Because Mary’s song proclaims the power of the Lord over that of military might and political rule, it has at times been banned from public recitation. When the British ruled India, it was prohibited from being sung in churches, and during the “Dirty War” in Argentina, after the mothers of disappeared children plastered the capital plaza with the words of the Magnificat, the military junta banned all public displays of it. I think it can be difficult for us to grasp the radical message of the Magnificat, as it is the radical “good news” of Jesus Christ, and yet this does not change the truth of God’s great reversals and magnificent Love. 

Why Mary was singled out to bear the Son of God we cannot definitively know. But what we do know, in God choosing the person of Mary, is that the power of love to transform and call itself into being requires our unique selves and circumstances, and our unique yes. Mary embodies this possibility for all of us as our psalm for the day exclaims: 

Great are the deeds of the Lord! . . .

 . . . He makes his marvelous works to be remembered;

the Lord is gracious and full of compassion.

He sent redemption to his people;

he commanded his covenant for ever; 

holy and awesome is his Name.

The fear of the Lord is the beginning of wisdom; 

those who act accordingly have a good understanding . . .

 . . .as Mary surely did.  As virgin and mother, Mary is a sign unto herself that Jesus is both man and God, human and divine. And as virgin and mother, Mary was also a flesh and blood woman of the first-century who gave birth, raised a child, kept a home, washed the dishes, baked bread (perhaps even the bread at the last supper!), whose son caused her to worry—a lot—and who struggled with the same everyday and momentous life changes as we do. Mary is indeed “woman” as Jesus pronounced her on the cross. 

She personifies most iconically the modesty of feminine love. In art, her body is ever robed, its womanly shape concealed, and her face gentle, even forlorn. Yet her foot is often seen crushing a serpent beneath it in a gesture of humility empowered. She is at once reticent of her humanity and demonstrative of her power, a second Eve, redeemer of the first woman who fell to the serpent’s temptation. 

One of my most cherished possessions is a small picture of Mary depicted as the Madonna of the Streets. It’s a classic but simple picture of a young Mary in peasant clothes cradling her baby, Jesus. My mother gave it to me when I was five, and I have carried it with me ever since. I have clutched it to my heart so often, not to mention dropped it and even lost it more than a few times, that its image is worn with age, and its small frame nicked and chipped, not unlike myself. And yet it is a treasure, as are we, children of God and heirs of the Light, made in the image and likeness of the Holy One, held in God’s strong arm, and cradled in the embrace of our Mother Mary. 

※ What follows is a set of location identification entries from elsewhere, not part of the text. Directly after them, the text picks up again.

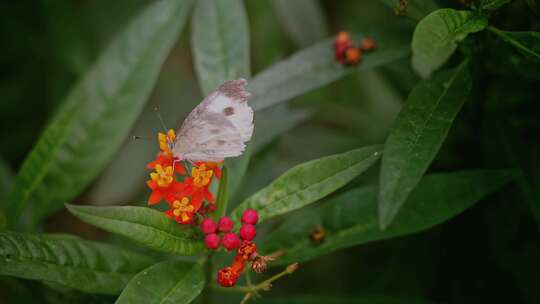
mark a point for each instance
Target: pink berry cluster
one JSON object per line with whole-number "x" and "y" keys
{"x": 220, "y": 233}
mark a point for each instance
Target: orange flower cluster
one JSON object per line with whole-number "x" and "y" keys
{"x": 185, "y": 197}
{"x": 348, "y": 54}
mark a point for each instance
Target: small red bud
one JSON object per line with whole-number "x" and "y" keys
{"x": 231, "y": 241}
{"x": 367, "y": 44}
{"x": 208, "y": 226}
{"x": 211, "y": 241}
{"x": 225, "y": 224}
{"x": 250, "y": 216}
{"x": 248, "y": 232}
{"x": 227, "y": 277}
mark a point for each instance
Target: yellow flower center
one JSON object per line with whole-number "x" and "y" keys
{"x": 201, "y": 176}
{"x": 163, "y": 177}
{"x": 166, "y": 141}
{"x": 183, "y": 208}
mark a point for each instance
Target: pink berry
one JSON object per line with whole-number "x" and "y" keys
{"x": 231, "y": 241}
{"x": 248, "y": 232}
{"x": 250, "y": 216}
{"x": 211, "y": 241}
{"x": 225, "y": 224}
{"x": 208, "y": 226}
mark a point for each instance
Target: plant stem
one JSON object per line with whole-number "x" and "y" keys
{"x": 207, "y": 295}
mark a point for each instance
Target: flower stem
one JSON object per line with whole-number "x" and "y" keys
{"x": 222, "y": 197}
{"x": 207, "y": 295}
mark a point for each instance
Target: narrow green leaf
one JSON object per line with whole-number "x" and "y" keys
{"x": 527, "y": 43}
{"x": 534, "y": 5}
{"x": 316, "y": 66}
{"x": 341, "y": 299}
{"x": 269, "y": 124}
{"x": 309, "y": 182}
{"x": 351, "y": 218}
{"x": 223, "y": 197}
{"x": 436, "y": 36}
{"x": 311, "y": 27}
{"x": 492, "y": 4}
{"x": 82, "y": 265}
{"x": 141, "y": 224}
{"x": 417, "y": 135}
{"x": 168, "y": 282}
{"x": 220, "y": 40}
{"x": 97, "y": 114}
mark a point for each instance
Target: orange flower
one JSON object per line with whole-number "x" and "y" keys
{"x": 165, "y": 160}
{"x": 215, "y": 167}
{"x": 166, "y": 142}
{"x": 182, "y": 211}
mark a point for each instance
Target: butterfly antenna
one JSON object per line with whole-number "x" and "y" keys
{"x": 156, "y": 110}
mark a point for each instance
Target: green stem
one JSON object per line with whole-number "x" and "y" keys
{"x": 207, "y": 295}
{"x": 222, "y": 198}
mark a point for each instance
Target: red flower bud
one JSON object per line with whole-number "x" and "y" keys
{"x": 231, "y": 241}
{"x": 367, "y": 44}
{"x": 247, "y": 250}
{"x": 227, "y": 277}
{"x": 250, "y": 216}
{"x": 208, "y": 226}
{"x": 225, "y": 224}
{"x": 248, "y": 232}
{"x": 211, "y": 241}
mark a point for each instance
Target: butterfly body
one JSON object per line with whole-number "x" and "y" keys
{"x": 218, "y": 127}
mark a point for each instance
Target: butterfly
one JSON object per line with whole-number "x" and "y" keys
{"x": 218, "y": 127}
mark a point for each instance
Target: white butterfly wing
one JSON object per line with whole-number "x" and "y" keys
{"x": 218, "y": 127}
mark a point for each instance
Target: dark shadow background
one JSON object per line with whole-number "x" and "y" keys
{"x": 490, "y": 253}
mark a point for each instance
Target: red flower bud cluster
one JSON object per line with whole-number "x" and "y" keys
{"x": 348, "y": 54}
{"x": 246, "y": 250}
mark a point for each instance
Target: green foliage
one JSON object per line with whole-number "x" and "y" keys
{"x": 527, "y": 43}
{"x": 492, "y": 4}
{"x": 83, "y": 265}
{"x": 168, "y": 282}
{"x": 220, "y": 41}
{"x": 351, "y": 218}
{"x": 436, "y": 36}
{"x": 141, "y": 224}
{"x": 96, "y": 115}
{"x": 415, "y": 9}
{"x": 308, "y": 183}
{"x": 315, "y": 66}
{"x": 418, "y": 133}
{"x": 340, "y": 299}
{"x": 310, "y": 165}
{"x": 311, "y": 27}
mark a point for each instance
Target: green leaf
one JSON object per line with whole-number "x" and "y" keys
{"x": 316, "y": 66}
{"x": 142, "y": 224}
{"x": 534, "y": 5}
{"x": 220, "y": 40}
{"x": 351, "y": 218}
{"x": 492, "y": 4}
{"x": 97, "y": 114}
{"x": 527, "y": 43}
{"x": 168, "y": 282}
{"x": 417, "y": 135}
{"x": 311, "y": 27}
{"x": 83, "y": 265}
{"x": 309, "y": 182}
{"x": 341, "y": 299}
{"x": 415, "y": 9}
{"x": 436, "y": 36}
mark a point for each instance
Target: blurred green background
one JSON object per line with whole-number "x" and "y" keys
{"x": 489, "y": 253}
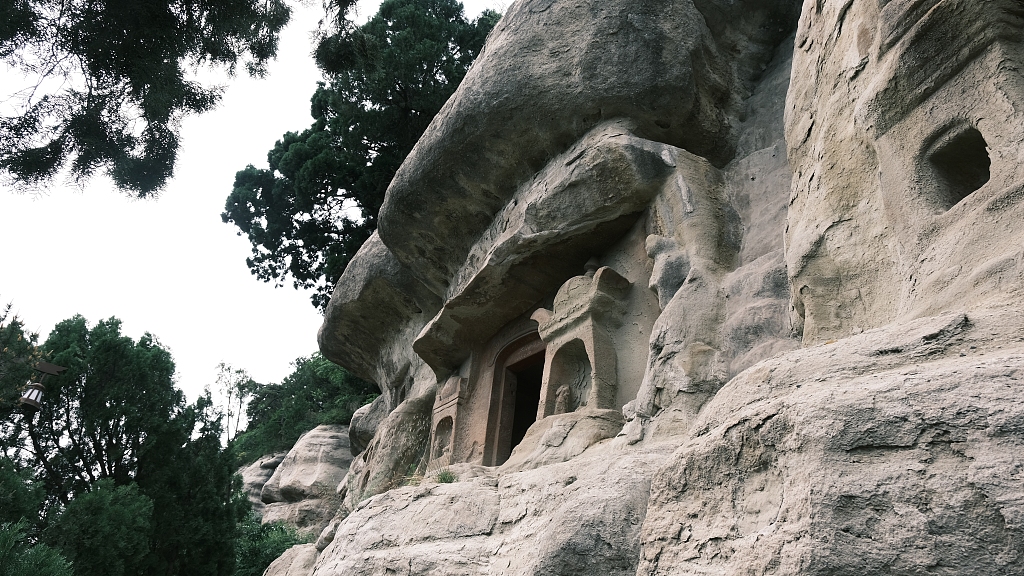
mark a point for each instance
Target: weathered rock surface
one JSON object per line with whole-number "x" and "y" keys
{"x": 302, "y": 490}
{"x": 255, "y": 476}
{"x": 814, "y": 212}
{"x": 365, "y": 422}
{"x": 582, "y": 517}
{"x": 897, "y": 451}
{"x": 297, "y": 561}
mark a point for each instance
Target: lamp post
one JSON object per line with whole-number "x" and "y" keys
{"x": 32, "y": 398}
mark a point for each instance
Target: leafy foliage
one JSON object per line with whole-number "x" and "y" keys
{"x": 125, "y": 460}
{"x": 18, "y": 354}
{"x": 317, "y": 392}
{"x": 20, "y": 496}
{"x": 105, "y": 531}
{"x": 317, "y": 203}
{"x": 259, "y": 544}
{"x": 116, "y": 398}
{"x": 111, "y": 80}
{"x": 17, "y": 558}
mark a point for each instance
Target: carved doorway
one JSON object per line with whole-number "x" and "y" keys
{"x": 515, "y": 396}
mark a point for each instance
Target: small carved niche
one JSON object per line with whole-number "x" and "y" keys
{"x": 960, "y": 159}
{"x": 441, "y": 450}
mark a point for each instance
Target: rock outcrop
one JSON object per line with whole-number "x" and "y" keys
{"x": 302, "y": 491}
{"x": 698, "y": 287}
{"x": 255, "y": 476}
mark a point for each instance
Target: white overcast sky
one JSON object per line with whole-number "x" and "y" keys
{"x": 169, "y": 265}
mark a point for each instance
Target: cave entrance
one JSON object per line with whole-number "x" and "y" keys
{"x": 525, "y": 380}
{"x": 516, "y": 397}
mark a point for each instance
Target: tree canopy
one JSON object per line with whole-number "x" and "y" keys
{"x": 308, "y": 213}
{"x": 109, "y": 82}
{"x": 117, "y": 456}
{"x": 317, "y": 392}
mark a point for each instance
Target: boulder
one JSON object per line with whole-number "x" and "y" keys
{"x": 302, "y": 490}
{"x": 365, "y": 422}
{"x": 255, "y": 476}
{"x": 297, "y": 561}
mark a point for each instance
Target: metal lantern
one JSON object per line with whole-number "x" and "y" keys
{"x": 32, "y": 398}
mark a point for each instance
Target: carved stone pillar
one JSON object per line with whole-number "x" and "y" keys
{"x": 581, "y": 365}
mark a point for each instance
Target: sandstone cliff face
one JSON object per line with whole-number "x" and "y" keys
{"x": 797, "y": 346}
{"x": 302, "y": 491}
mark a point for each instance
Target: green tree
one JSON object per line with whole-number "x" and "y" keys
{"x": 115, "y": 419}
{"x": 259, "y": 544}
{"x": 232, "y": 389}
{"x": 18, "y": 354}
{"x": 109, "y": 81}
{"x": 105, "y": 531}
{"x": 317, "y": 392}
{"x": 20, "y": 495}
{"x": 317, "y": 203}
{"x": 17, "y": 558}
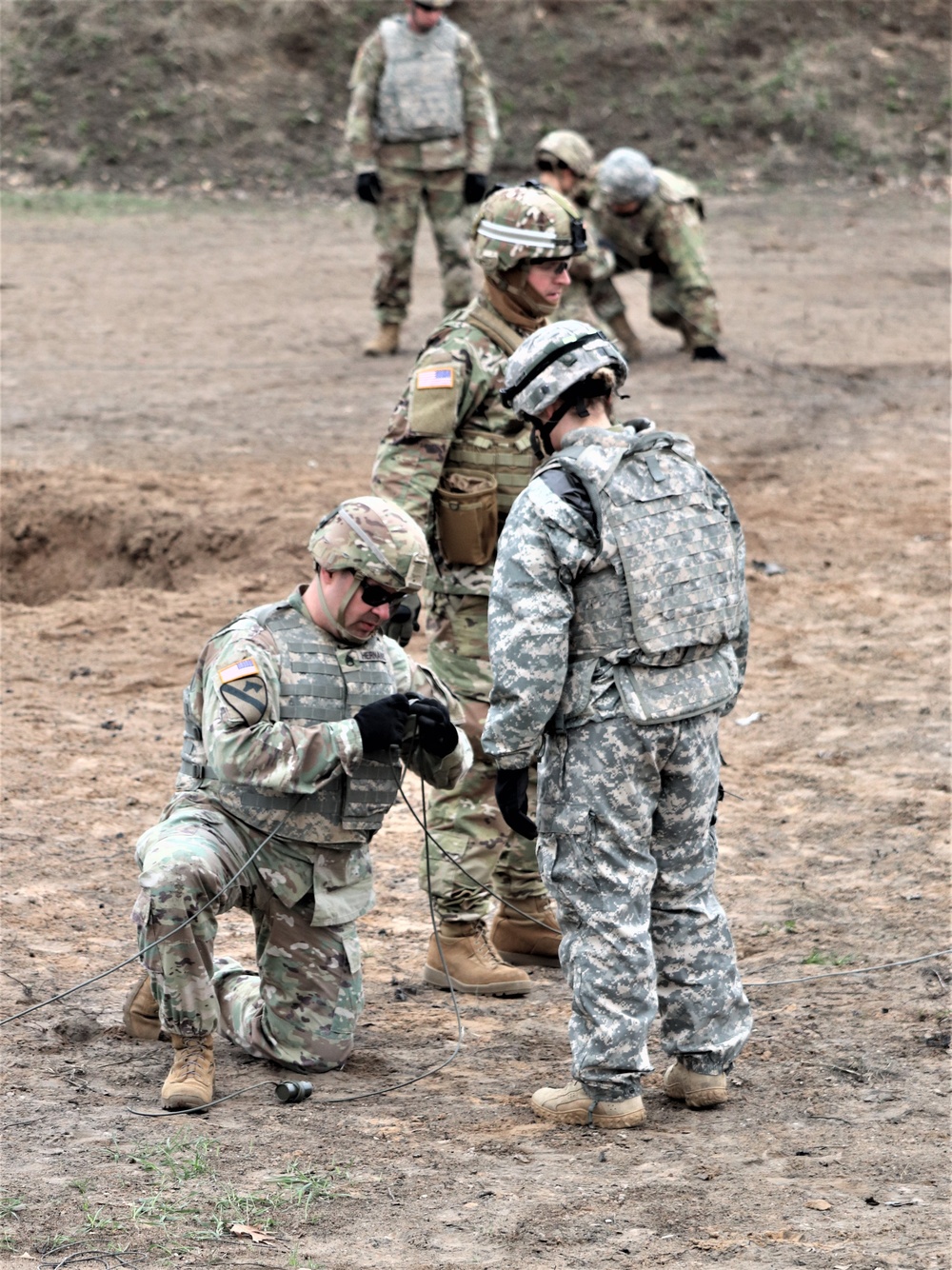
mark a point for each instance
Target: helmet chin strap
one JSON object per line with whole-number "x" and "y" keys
{"x": 338, "y": 623}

As the Lord said to St. Paul, and surely to Mary, and each of us: My grace is sufficient for you, for my power is perfected in weakness.

Mary, blessed Virgin and Mother, ever prays us towards her Son, Jesus Christ our Lord, that we too are full of grace and may bear in our “slender vase of being” the glory of God:

From our Old Testament and in the words of Isaiah: 

For as the earth brings forth its shoots,

and as a garden causes what is sown in it to spring up,

so the Lord God will cause righteousness and praise

to spring up before all the nations.